Search code examples
python-3.xpandastweets

Create variables from values in another column in a pandas dataframe


I have what seems like a rather simple questions but can't wrap my head around them.

I have a pandas dataframe for Tweets. The location of the users is registered in a variable named "Location" in various ways:

When the location is well recorded, I often get:

{'country_code': 'tr', 'state': 'Central Anatolia Region', 'county': 'Çankaya', 'city': 'Ankara'}

or

('country_code': 'tr', 'state': 'Black Sea Region', 'city': 'Trabzon'}

But sometimes, all I get is:

{'country_code': 'tr'}

('country_code': 'tr', 'state': 'Batman'}

and often, there's nothing and all that's registered is this:

{}

I want to write a script that can create new variables in my pandas dataframe for these individual values. In other words, if country_code is registered for a specific row, then I want the value in question to be recorded in a variable named country_code. And so on for state, county, and city. If nothing is there, it can simply input a blank or an NA for all the missing variables in question (county, state, city).
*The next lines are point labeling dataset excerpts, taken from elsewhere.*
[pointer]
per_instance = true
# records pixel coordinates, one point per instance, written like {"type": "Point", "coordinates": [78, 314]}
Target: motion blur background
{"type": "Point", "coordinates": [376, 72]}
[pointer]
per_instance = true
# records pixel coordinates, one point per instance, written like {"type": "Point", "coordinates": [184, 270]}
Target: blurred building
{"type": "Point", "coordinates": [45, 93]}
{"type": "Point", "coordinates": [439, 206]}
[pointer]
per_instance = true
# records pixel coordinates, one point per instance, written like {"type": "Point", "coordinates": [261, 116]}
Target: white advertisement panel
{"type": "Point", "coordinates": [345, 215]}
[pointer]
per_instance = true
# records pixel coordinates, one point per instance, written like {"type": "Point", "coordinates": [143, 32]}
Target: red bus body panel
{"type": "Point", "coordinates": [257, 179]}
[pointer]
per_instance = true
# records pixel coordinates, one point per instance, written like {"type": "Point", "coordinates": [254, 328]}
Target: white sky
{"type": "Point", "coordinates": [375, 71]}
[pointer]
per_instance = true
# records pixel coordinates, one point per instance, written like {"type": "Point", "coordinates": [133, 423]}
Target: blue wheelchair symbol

The end result should be such that I have four new variables in my dataframe: country-code, state, county, and city, based on the values registered in the "Location" variable with something (or nothing) registered for these values.

Can someone help by any chance?

Thank you so much!


Solution

  • I was able to fix the problem by working with the original JSON file directly. All I did was store the location data into the different categories I was looking by using a for and if loop similar to what others suggest here. I did so instead of trying to use pandas specific functions to store the data registered in variable "Location" into different variables in my dataset.